Well, not quite burn them, but ‘throw them away and buy a new one’ is about the extent of the advice we’ve had so far. If you hadn’t heard, last week, researchers announced a series of major security vulnerabilities in the microprocessors at the heart of the world’s computers for the past 15 to 20 years, now affectionately dubbed Spectre and Meltdown.
These vulnerabilities operate by manipulating different ways processors optimise performance by rearranging the order of instructions or performing different instructions in parallel. An attacker who controls one process on a system can use the vulnerabilities to steal secrets from elsewhere on the computer.
The vulnerabilities affect embedded computers in consumer devices. Unlike our computers and phones, these systems are designed and produced at a lower profit margin with less engineering expertise. There aren’t security teams on call to write patches, and there often aren’t mechanisms to push patches onto the devices. This has become apparent in recent years with home routers, digital video recorders, and webcams.
The fundamentals of these software vulnerabilities are also a major issue, a patch can’t simply fix the problem, these vulnerabilities are deep rooted in how a microprocessor actually operates.
Because of this, Spectre and Meltdown are catastrophic vulnerabilities, but they only affect the confidentiality of data. Now that they have shown researchers where to look, more is coming – and what they’ll find will be worse than either Spectre or Meltdown.
There will be vulnerabilities that will allow attackers to manipulate or delete data across processes, potentially fatal in the computers controlling our cars or implanted medical devices. These will be similarly impossible to fix, and the only strategy will be to throw our devices away and buy new ones.

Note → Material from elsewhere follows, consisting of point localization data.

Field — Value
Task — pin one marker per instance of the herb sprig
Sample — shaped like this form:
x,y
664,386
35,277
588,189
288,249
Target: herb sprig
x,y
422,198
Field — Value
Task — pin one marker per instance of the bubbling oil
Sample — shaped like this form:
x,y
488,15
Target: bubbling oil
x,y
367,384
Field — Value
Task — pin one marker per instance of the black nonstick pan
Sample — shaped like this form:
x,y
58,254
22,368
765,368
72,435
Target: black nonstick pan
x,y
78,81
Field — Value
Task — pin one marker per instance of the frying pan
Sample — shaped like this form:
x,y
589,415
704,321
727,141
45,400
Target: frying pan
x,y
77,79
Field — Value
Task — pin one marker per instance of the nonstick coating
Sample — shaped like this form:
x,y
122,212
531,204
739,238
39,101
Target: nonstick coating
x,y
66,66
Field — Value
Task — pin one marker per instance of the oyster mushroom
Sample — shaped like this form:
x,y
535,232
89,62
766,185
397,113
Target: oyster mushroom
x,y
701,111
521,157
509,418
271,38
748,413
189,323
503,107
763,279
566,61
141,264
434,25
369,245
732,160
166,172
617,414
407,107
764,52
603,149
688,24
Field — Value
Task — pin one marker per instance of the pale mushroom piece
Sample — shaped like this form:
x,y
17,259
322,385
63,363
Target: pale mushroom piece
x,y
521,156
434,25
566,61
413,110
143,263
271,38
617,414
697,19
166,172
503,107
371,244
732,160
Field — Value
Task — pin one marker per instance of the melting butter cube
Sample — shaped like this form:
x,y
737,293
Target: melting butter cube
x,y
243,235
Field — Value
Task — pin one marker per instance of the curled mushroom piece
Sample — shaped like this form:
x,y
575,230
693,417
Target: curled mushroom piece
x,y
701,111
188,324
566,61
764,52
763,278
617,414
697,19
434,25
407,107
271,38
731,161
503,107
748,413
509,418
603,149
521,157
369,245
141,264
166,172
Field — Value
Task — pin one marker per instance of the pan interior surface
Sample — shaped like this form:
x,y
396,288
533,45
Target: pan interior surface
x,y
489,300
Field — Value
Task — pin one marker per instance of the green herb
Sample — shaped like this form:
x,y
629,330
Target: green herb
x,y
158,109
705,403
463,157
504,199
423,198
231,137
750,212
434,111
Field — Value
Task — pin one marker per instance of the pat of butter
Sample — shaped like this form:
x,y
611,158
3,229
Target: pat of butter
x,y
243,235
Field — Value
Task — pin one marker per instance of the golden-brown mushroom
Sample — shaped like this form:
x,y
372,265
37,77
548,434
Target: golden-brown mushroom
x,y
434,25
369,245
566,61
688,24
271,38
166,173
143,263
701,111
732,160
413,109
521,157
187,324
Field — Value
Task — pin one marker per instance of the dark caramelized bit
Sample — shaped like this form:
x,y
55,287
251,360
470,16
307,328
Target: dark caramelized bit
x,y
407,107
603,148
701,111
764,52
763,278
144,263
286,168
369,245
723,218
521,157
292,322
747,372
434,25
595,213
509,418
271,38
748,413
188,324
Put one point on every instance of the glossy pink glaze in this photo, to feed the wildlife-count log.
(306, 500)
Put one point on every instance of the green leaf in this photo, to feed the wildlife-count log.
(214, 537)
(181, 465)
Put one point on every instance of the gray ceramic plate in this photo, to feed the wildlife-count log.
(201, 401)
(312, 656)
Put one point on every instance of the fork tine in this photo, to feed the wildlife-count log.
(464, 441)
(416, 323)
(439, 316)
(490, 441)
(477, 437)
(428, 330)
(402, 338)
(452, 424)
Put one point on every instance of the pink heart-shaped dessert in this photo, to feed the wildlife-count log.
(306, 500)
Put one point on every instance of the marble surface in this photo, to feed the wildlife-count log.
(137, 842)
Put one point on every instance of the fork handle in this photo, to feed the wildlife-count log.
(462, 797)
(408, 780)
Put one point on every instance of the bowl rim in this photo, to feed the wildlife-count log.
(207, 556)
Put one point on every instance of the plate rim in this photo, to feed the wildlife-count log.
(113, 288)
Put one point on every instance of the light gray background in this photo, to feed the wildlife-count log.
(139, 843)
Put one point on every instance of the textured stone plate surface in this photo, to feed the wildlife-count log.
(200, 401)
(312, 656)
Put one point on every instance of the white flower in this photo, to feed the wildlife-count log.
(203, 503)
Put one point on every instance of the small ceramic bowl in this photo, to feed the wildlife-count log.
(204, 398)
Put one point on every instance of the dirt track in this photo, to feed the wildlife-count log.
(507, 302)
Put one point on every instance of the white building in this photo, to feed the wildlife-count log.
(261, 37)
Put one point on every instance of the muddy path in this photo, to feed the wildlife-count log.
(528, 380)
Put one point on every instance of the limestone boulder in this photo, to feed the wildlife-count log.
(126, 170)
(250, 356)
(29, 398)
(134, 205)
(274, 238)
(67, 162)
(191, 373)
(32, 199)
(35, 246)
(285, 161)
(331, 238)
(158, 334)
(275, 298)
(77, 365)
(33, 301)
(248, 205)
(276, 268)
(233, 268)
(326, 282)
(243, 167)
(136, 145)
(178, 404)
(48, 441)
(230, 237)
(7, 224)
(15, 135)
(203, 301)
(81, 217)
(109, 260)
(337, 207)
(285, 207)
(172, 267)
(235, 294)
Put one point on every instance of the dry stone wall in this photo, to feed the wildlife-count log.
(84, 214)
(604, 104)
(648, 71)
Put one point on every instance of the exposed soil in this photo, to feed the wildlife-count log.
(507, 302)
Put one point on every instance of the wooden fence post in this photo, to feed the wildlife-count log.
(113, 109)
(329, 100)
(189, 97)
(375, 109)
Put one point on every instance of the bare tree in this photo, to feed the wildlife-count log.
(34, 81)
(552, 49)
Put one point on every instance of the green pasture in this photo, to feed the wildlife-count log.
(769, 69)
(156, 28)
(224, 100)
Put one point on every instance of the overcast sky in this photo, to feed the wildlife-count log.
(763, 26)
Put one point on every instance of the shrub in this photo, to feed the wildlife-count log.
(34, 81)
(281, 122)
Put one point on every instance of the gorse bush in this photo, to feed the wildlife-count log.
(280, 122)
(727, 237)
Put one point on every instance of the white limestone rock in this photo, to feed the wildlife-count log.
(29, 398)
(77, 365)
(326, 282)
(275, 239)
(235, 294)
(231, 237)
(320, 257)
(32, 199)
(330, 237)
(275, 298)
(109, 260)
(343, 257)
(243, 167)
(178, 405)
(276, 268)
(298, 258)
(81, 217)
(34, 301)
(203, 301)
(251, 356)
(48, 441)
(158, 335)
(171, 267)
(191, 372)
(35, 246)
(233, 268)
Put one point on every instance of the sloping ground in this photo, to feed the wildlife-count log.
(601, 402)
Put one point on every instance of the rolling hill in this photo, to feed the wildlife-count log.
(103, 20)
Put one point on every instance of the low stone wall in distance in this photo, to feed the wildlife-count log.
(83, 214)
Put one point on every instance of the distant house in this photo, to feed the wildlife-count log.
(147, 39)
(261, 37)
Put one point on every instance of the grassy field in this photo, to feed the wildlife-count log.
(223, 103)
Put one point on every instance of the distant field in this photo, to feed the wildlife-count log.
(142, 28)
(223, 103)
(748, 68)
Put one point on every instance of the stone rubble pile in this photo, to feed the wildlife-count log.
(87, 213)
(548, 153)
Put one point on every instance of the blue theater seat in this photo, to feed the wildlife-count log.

But don’t panic too much, for the average Joe this is just another attack and the same common-sense rules apply. Watch for phishing attacks, don’t click on weird e-mail attachments, don’t visit dodgy websites, patch your systems immediately, and generally be careful on the Internet.
Dr Richard Ford, chief scientist at Forcepoint, comments, “The events of the last few days only underscore how vulnerable our critical data is to attackers. While these vulnerabilities are worrisome, these exploits are just two of the raft of threats we have to deal with each and every day.”
“If you’re a security professional, trying to chase every single new threat is like trying to chase your own tail. We urge defenders to keep a careful eye on the overall threat environment yet increase their focus on who and what has access to the data that is most sensitive. This user – and data -centric approach to security has never been more important.”